Monsignor Charles Scicluna, il procuratore capo del Vaticano, ha parlato di una diffusa cultura della segretezza qui in Italia. È questo il caso?
"La Chiesa ha sempre perseguito e dato delle indicazioni di massima trasparenza e fermezza nell’affrontare questo crimine, così come altri tipi di crimini che possono essere commessi. Dunque non c’è stata una ‘cultura del silenzio’ imposta o predicata dalla Chiesa, a nessun livello".

Ci sono però due problemi. C’è il problema dei preti pedofili che la Chiesa dice che sta affrontando e c’è il problema di chiamare i vescovi a rendere conto. Che cosa state facendo per risolvere la seconda questione?
"È sotto gli occhi di tutti il fatto che diversi vescovi di varie nazioni – una volta trovati responsabili di non essere prontamente intervenuti contro alcuni preti, e avere nascosto i fatti – si sono dimessi".

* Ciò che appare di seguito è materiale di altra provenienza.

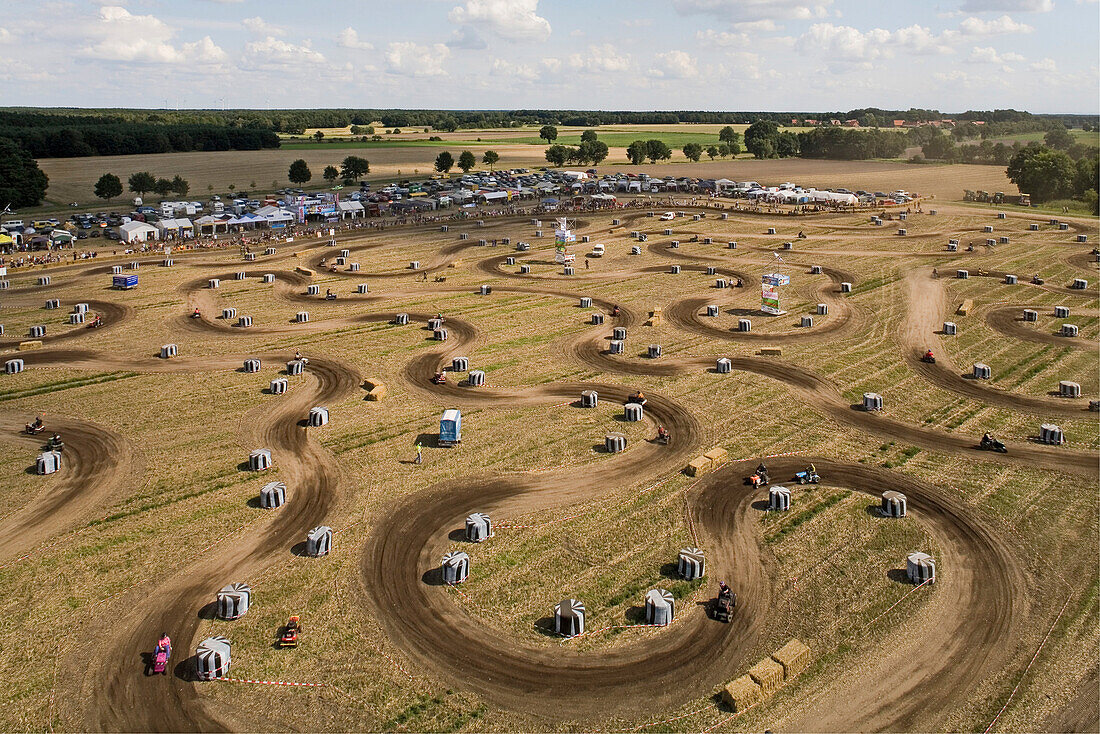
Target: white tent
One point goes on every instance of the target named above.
(136, 231)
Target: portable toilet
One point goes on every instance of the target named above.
(450, 428)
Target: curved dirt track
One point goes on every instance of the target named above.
(119, 697)
(681, 663)
(979, 604)
(94, 462)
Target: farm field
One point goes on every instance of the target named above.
(73, 179)
(155, 506)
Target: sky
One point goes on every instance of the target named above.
(757, 55)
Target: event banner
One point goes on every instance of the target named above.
(769, 299)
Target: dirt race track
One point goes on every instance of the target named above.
(987, 607)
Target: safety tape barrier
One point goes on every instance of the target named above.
(270, 682)
(1024, 674)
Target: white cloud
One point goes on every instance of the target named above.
(508, 68)
(722, 37)
(515, 20)
(755, 10)
(989, 55)
(349, 39)
(848, 44)
(1002, 24)
(1008, 6)
(121, 36)
(408, 58)
(273, 51)
(601, 58)
(259, 26)
(674, 65)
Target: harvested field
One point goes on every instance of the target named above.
(155, 508)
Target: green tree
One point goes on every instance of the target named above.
(299, 173)
(444, 162)
(1043, 173)
(593, 151)
(761, 139)
(1058, 139)
(354, 167)
(557, 155)
(108, 186)
(657, 150)
(636, 152)
(730, 137)
(787, 145)
(142, 182)
(693, 152)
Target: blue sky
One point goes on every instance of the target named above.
(1040, 55)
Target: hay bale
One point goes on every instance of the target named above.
(768, 675)
(741, 693)
(717, 456)
(699, 466)
(794, 657)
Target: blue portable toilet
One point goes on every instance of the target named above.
(450, 428)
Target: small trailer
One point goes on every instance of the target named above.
(450, 428)
(124, 282)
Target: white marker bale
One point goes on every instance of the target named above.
(455, 567)
(691, 563)
(921, 568)
(47, 462)
(872, 402)
(212, 658)
(479, 527)
(319, 541)
(318, 417)
(660, 606)
(779, 499)
(233, 601)
(569, 617)
(260, 459)
(893, 504)
(1067, 389)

Ma quelle dimissioni sembrano essere arrivate come decisione personale da parte dei sacerdoti più che come decisione del Vaticano?
"Il Santo Padre ha immediatamente accettato le dimissioni di quei vescovi. E io penso che in alcuni casi quelle dimissioni siano anche state chieste".

Lei ha la sensazione che il Vaticano intenda stilare norme universali che ogni Chiesa debba poi seguire?
"Le indicazioni fondamentali ad oggi sono quelle del Santo Padre nella Lettera alla Chiesa d’Irlanda. Quelle regole si applicano a quella Chiesa e a tutte le altre Chiese nel mondo. Mi sembra che quelle indicazioni richiamino fortemente a una più decisiva attuazione della santità del sacerdozio – degna di questa straordinaria vocazione – e che richiamino a vivere questa vita nella gioia del celibato ecclesiastico".